This is what a writer looks like. Just so you know. They come in all sorts of shapes and sizes. |
Dear Voices Crying Out on The Web,
When I awoke to the news that Bob Dylan had won the Nobel Prize on Friday morning, I was overjoyed. “Finally,” I thought “lyrics will finally take their rightful place in the literary canon.” You can therefore imagine my horror and disgust when I saw not only Anna North’s New York Times article, “Why Bob Dylan Shouldn’t Have Gotten a Nobel” but also Hanson O’Haver’s piece in Vice,” Why Bob Dylan Doesn’t Need a Nobel Prize.” If the content of these articles were questioning the value of his work, I might feel that they had a leg to stand on. That however, is not the case. I came to find that these were just two of many articles refuting Dylan's Nobel Prize and all arguments hinge on the fact that Dylan is a musician and lyricist and therefore cannot be a writer in earnest. The academic world is up in arms at the fact that a *musician* had won the Nobel Prize. The Nobel Prize in Literature should have gone to a legitimate literary figure they say.
This is nonsense. Bob Dylan is as much a literary figure as Chaucer or Shakespeare, or Billy Collins or Natasha Tretheway. The fact that he is a lyricist only adds to his legitimacy as a literary figure. Historically, storytellers were not wrditers. They were not literary figures. They were poets. They were singers. They were lyricist who sang the songs of great warriors and of battles waged long ago. Beowulf? It’s a poem, sure, but guess what? The scop sung it to the thanes and the Leige in the Meade Hall.
Consider the story of Caedmon as told by the Venerable Bede. Caedmon was a simple cowhand who sadly couldn’t carry a tune. This could be interpreted as he wasn’t a very good storyteller. This embarrassed him so much that one evening when the harp was being passed around the table after supper and songs of heroes were being sung that he ran out of the mead hall and into the barn in shame when it was his turn.
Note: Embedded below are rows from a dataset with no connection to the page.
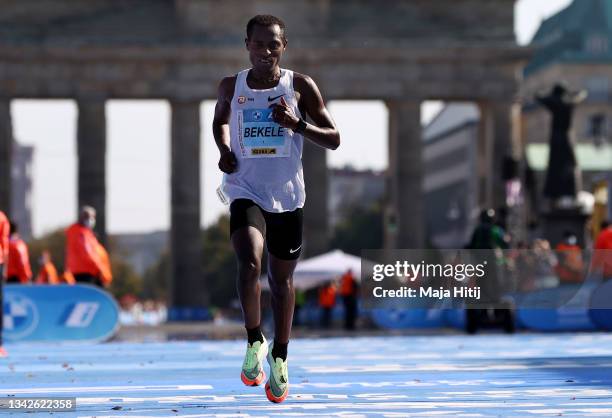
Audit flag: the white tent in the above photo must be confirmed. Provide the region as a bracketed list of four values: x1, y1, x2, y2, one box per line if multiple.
[261, 250, 370, 290]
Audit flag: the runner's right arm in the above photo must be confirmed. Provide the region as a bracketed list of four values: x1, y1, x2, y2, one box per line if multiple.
[213, 76, 238, 174]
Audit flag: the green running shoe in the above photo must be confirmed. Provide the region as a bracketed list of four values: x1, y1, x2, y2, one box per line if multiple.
[240, 337, 268, 386]
[266, 343, 289, 403]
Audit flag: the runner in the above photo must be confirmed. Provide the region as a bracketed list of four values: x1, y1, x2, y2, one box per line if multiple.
[213, 15, 340, 402]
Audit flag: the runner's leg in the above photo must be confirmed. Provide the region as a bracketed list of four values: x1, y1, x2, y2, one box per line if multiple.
[232, 226, 264, 329]
[268, 254, 297, 344]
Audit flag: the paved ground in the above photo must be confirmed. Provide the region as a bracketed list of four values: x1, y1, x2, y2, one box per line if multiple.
[0, 333, 612, 417]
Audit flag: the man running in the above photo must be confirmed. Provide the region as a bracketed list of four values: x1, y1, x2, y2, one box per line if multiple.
[213, 15, 340, 402]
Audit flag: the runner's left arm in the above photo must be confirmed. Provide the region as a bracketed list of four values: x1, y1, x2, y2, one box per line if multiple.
[272, 73, 340, 150]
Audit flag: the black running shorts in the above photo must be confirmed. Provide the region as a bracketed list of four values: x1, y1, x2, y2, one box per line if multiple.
[230, 199, 303, 260]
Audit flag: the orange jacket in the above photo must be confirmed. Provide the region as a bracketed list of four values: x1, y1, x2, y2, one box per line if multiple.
[0, 210, 10, 264]
[36, 261, 59, 284]
[319, 285, 336, 308]
[592, 227, 612, 277]
[339, 271, 357, 296]
[59, 270, 76, 285]
[66, 223, 112, 282]
[6, 234, 32, 283]
[555, 243, 584, 283]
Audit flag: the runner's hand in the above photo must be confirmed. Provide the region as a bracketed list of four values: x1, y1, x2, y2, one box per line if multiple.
[270, 97, 300, 129]
[219, 151, 238, 174]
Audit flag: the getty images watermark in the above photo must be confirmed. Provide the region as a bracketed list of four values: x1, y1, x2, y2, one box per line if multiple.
[361, 246, 612, 309]
[372, 260, 488, 300]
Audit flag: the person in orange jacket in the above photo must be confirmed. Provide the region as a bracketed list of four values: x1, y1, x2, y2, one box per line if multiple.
[66, 206, 113, 287]
[339, 269, 357, 330]
[6, 222, 32, 284]
[555, 231, 584, 283]
[319, 282, 336, 328]
[36, 250, 59, 284]
[591, 221, 612, 279]
[59, 270, 76, 285]
[0, 210, 11, 357]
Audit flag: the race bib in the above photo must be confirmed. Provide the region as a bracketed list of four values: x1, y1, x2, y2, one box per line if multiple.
[238, 109, 291, 158]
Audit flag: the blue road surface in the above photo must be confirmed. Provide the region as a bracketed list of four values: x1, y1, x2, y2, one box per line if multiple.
[0, 333, 612, 417]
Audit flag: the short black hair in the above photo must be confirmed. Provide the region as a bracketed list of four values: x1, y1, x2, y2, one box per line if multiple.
[247, 15, 287, 43]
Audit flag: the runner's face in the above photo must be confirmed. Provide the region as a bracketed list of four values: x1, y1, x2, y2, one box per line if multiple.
[245, 25, 285, 73]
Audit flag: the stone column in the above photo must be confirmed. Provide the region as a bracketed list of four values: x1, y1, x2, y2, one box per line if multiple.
[77, 98, 106, 244]
[385, 100, 425, 249]
[169, 101, 207, 320]
[476, 103, 497, 209]
[302, 139, 330, 257]
[0, 99, 13, 216]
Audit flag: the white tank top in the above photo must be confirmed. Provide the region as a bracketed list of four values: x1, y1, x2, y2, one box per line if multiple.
[223, 69, 306, 213]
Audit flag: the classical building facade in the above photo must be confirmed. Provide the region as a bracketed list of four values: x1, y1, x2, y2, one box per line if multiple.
[0, 0, 526, 314]
[522, 0, 612, 190]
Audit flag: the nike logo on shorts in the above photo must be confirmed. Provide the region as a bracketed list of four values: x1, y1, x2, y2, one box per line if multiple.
[268, 93, 285, 102]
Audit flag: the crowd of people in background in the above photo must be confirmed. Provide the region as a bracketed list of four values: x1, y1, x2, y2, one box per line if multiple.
[466, 209, 612, 292]
[0, 206, 113, 287]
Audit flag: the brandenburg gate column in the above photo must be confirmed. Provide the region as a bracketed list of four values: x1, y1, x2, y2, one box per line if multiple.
[302, 122, 330, 257]
[385, 100, 425, 249]
[77, 98, 106, 243]
[0, 98, 13, 216]
[478, 102, 521, 209]
[169, 101, 208, 320]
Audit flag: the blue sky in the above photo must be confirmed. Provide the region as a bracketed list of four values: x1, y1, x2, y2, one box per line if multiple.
[12, 0, 571, 236]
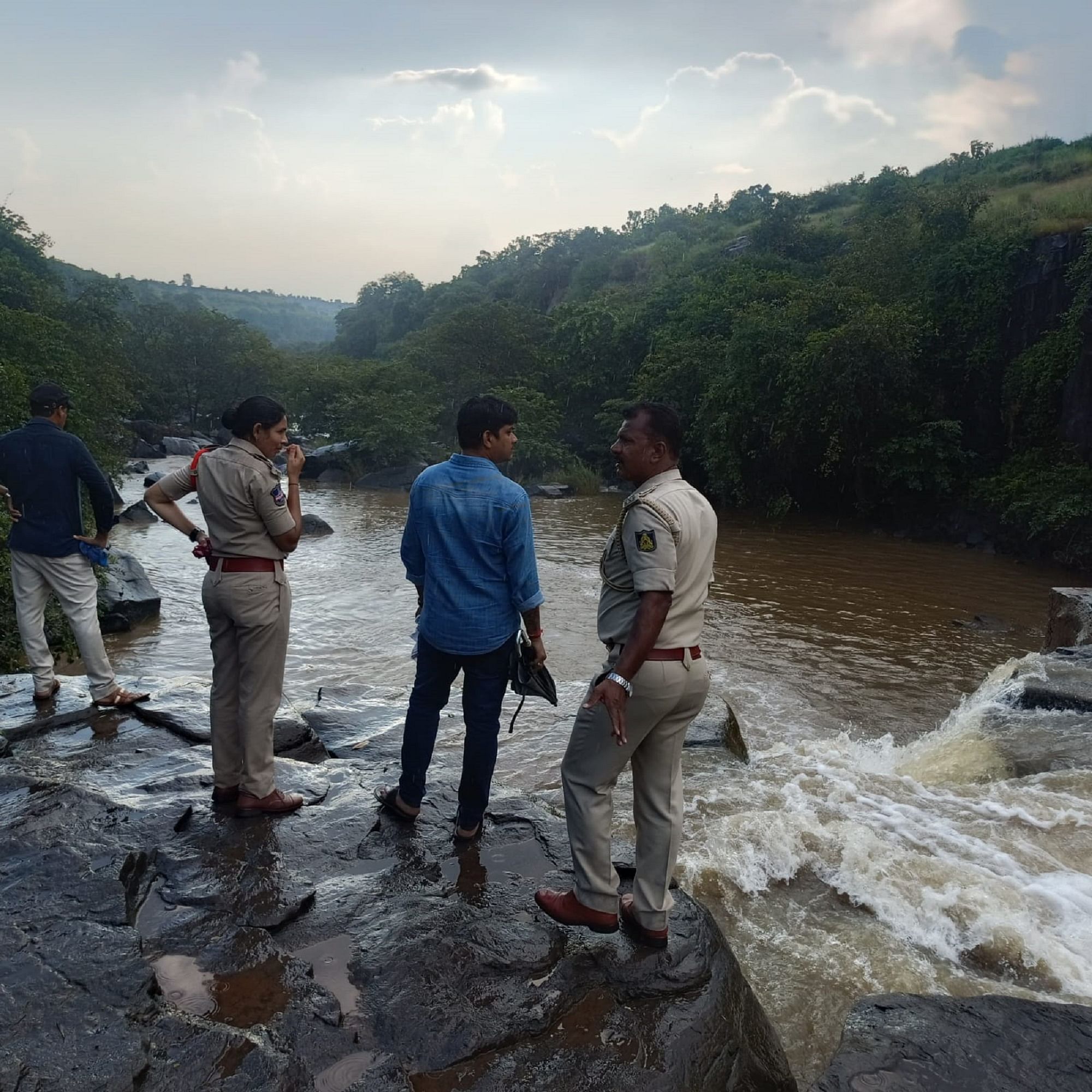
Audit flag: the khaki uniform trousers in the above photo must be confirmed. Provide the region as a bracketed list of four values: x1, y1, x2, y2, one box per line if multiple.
[201, 567, 292, 797]
[11, 549, 117, 701]
[561, 656, 709, 929]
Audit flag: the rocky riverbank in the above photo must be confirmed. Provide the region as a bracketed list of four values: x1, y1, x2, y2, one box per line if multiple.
[0, 676, 795, 1092]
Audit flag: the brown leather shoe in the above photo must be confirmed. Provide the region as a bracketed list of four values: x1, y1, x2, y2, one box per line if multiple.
[235, 788, 304, 819]
[535, 888, 618, 933]
[621, 894, 667, 948]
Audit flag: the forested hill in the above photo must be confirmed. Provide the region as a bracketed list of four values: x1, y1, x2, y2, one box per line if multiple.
[51, 259, 345, 346]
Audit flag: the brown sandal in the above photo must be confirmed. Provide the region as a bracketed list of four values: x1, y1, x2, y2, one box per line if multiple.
[34, 679, 61, 701]
[92, 686, 152, 709]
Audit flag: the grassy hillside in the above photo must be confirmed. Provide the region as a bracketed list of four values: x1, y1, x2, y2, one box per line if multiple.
[51, 259, 345, 345]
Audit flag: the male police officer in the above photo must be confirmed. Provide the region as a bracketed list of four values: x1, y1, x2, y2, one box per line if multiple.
[535, 402, 716, 948]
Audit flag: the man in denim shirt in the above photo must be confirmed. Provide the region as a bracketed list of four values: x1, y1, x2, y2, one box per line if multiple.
[0, 383, 147, 707]
[376, 397, 546, 839]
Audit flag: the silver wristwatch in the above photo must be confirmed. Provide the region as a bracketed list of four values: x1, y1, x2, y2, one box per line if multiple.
[607, 672, 633, 698]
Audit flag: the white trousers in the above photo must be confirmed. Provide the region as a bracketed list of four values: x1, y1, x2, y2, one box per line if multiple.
[11, 550, 117, 701]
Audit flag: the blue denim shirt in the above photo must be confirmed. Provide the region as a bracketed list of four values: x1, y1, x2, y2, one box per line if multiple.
[402, 455, 543, 656]
[0, 417, 114, 557]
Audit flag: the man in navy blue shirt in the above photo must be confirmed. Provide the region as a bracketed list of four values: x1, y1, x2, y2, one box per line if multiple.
[376, 397, 546, 839]
[0, 383, 147, 705]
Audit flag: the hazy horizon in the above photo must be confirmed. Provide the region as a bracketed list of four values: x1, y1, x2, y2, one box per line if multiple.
[0, 0, 1092, 300]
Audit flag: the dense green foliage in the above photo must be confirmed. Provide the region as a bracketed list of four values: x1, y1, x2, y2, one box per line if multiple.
[0, 132, 1092, 662]
[50, 259, 345, 346]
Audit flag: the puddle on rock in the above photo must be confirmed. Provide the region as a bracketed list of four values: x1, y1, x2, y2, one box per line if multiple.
[440, 838, 557, 902]
[152, 956, 289, 1028]
[292, 933, 360, 1019]
[216, 1038, 254, 1081]
[314, 1051, 384, 1092]
[410, 987, 658, 1092]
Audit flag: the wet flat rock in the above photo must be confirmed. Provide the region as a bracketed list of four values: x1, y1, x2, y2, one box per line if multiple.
[0, 677, 795, 1092]
[811, 994, 1092, 1092]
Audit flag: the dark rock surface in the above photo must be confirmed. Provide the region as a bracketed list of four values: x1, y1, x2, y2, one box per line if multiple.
[163, 436, 201, 455]
[98, 548, 159, 633]
[1043, 587, 1092, 652]
[983, 645, 1092, 778]
[118, 500, 159, 523]
[353, 462, 428, 490]
[304, 512, 334, 538]
[682, 693, 750, 762]
[811, 994, 1092, 1092]
[0, 676, 795, 1092]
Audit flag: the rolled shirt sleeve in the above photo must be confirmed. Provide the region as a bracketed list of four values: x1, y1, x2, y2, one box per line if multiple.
[73, 437, 114, 531]
[505, 492, 546, 614]
[621, 505, 676, 592]
[158, 466, 193, 500]
[250, 474, 296, 538]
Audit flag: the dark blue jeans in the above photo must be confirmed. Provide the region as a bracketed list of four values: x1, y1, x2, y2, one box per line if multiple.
[399, 634, 515, 828]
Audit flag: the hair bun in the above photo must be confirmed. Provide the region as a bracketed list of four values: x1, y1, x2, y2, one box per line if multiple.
[219, 402, 242, 431]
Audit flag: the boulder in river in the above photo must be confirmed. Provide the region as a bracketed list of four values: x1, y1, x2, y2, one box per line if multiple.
[1043, 587, 1092, 652]
[98, 548, 159, 633]
[527, 482, 577, 499]
[304, 440, 360, 478]
[0, 676, 796, 1092]
[304, 512, 334, 538]
[118, 500, 159, 523]
[163, 436, 201, 455]
[353, 462, 428, 490]
[811, 994, 1092, 1092]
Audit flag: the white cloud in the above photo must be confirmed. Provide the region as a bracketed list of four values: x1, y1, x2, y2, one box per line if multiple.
[592, 95, 670, 152]
[7, 128, 46, 186]
[387, 64, 538, 92]
[917, 73, 1038, 152]
[592, 51, 895, 151]
[831, 0, 971, 68]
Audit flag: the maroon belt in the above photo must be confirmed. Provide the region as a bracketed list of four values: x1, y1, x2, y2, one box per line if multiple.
[207, 557, 284, 572]
[607, 644, 701, 660]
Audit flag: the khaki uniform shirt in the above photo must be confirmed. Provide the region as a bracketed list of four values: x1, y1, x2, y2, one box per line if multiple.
[598, 468, 716, 649]
[159, 437, 296, 560]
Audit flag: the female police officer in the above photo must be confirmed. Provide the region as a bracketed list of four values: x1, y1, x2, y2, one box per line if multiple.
[144, 395, 304, 816]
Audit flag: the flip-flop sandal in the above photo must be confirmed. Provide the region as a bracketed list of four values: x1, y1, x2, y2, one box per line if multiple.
[34, 679, 61, 701]
[92, 687, 152, 709]
[380, 787, 420, 822]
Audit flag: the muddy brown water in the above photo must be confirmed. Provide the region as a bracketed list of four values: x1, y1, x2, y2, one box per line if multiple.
[96, 460, 1092, 1087]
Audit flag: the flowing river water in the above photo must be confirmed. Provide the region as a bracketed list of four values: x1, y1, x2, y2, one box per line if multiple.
[96, 459, 1092, 1088]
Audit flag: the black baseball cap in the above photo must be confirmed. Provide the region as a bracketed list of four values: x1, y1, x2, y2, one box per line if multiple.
[31, 383, 72, 413]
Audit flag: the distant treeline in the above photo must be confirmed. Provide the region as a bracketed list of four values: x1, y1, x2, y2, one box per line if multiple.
[6, 139, 1092, 565]
[50, 259, 345, 346]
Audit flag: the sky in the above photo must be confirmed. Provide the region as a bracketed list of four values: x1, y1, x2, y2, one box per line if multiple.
[0, 0, 1092, 300]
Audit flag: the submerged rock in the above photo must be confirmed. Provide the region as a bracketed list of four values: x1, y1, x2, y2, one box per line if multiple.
[811, 994, 1092, 1092]
[98, 548, 159, 633]
[304, 512, 334, 538]
[1043, 587, 1092, 652]
[118, 500, 159, 523]
[353, 462, 428, 490]
[0, 676, 795, 1092]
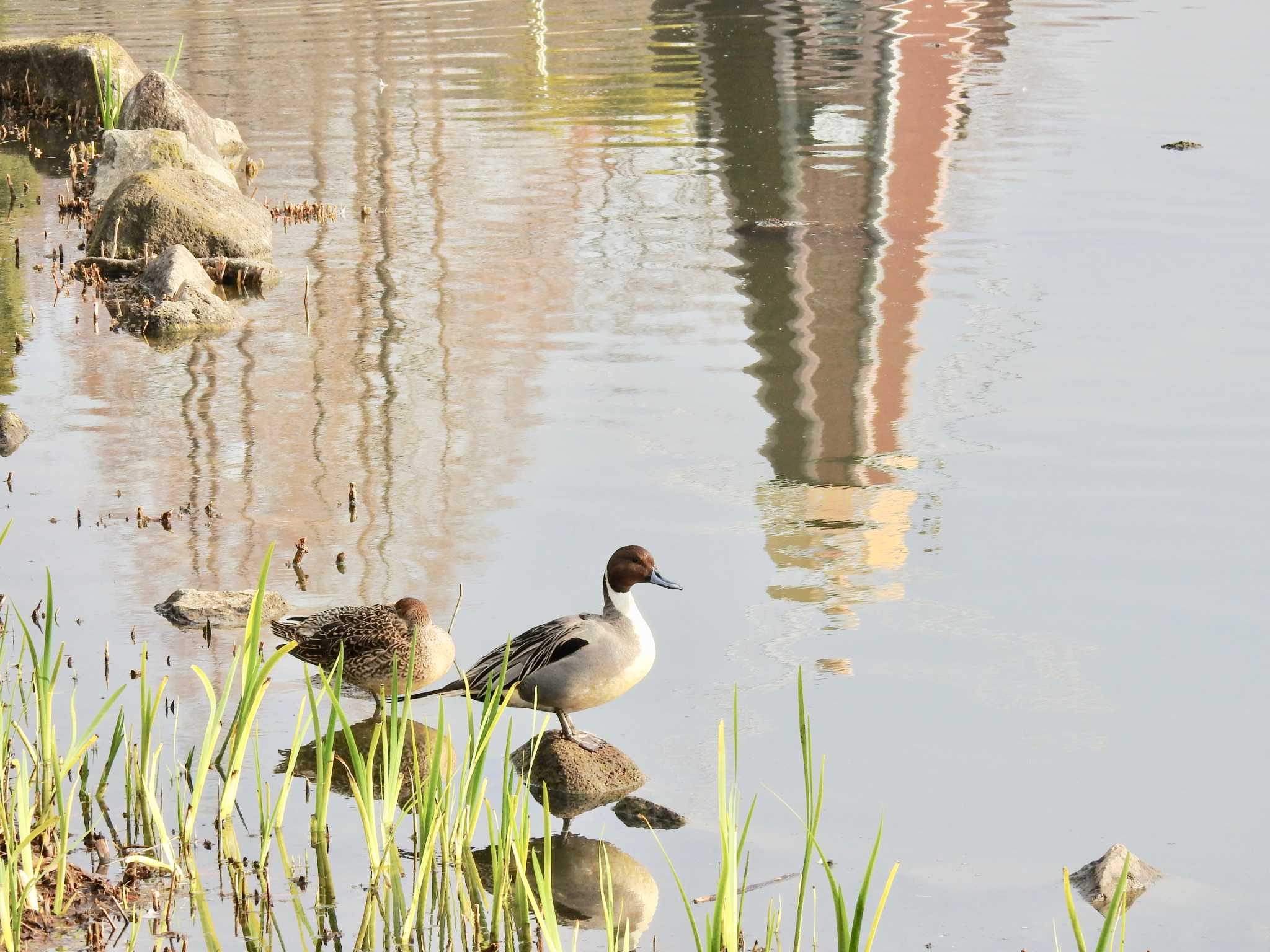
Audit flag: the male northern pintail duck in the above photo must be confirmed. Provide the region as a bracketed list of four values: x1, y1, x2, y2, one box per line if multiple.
[414, 546, 683, 750]
[414, 546, 683, 750]
[270, 598, 455, 703]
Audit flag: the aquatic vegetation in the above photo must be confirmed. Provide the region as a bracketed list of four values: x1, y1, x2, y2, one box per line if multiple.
[1054, 853, 1133, 952]
[0, 527, 1128, 952]
[90, 46, 123, 130]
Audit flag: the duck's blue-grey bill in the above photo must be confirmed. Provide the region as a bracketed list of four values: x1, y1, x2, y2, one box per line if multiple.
[649, 569, 683, 591]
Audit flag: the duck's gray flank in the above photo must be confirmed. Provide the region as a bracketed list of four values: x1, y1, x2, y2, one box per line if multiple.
[414, 546, 681, 747]
[270, 598, 455, 698]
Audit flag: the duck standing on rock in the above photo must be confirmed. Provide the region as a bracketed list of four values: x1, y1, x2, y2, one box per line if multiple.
[269, 598, 455, 706]
[412, 546, 683, 750]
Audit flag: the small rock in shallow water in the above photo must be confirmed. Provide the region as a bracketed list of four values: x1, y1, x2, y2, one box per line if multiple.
[87, 169, 273, 260]
[155, 589, 291, 626]
[93, 130, 239, 208]
[512, 731, 647, 816]
[0, 410, 30, 456]
[613, 797, 688, 830]
[1070, 843, 1161, 915]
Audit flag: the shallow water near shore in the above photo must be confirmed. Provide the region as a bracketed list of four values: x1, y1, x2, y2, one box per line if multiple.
[0, 0, 1270, 950]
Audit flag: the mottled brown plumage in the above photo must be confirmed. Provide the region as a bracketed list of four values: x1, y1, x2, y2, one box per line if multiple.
[270, 598, 455, 697]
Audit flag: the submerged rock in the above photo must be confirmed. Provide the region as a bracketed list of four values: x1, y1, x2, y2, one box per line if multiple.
[0, 33, 141, 114]
[1070, 843, 1161, 915]
[155, 589, 291, 626]
[512, 731, 647, 818]
[143, 283, 244, 337]
[212, 117, 246, 169]
[0, 410, 30, 456]
[284, 715, 457, 809]
[733, 218, 808, 235]
[613, 797, 688, 830]
[137, 245, 216, 298]
[86, 169, 273, 259]
[120, 70, 242, 166]
[91, 130, 239, 207]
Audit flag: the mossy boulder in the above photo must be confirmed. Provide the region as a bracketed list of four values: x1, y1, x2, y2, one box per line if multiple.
[86, 169, 273, 260]
[93, 130, 239, 206]
[0, 33, 141, 114]
[120, 70, 242, 159]
[145, 285, 244, 337]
Later, lo and behold! A man appeared to him in a dream and asked him to sing. Caedmon sadly replied that he could not sing. The man said “Try,” and Caedmon started singing a beautiful hymn that became known as Caedmon’s hymn — a song meant to be sung aloud which was only later recorded by Bede.
Most of early Anglo Saxon Literature, and World Literature for that matter was oral and it was lyrical. It was music. To dismiss Bob Dylan’s Nobel Prize in Literature is nothing short of pure ignorance of the origins of literature itself and frankly, it is a disgrace to the study of literature as a whole. Bob Dylan’s Nobel Prize win is quite simply a boon to the study of literature, both modern and archaic the world over. Literature is more than words written on a page and bound in a book. Literature is the conveyance of a story — of a narrative — by any means necessary. A true scholar would know that.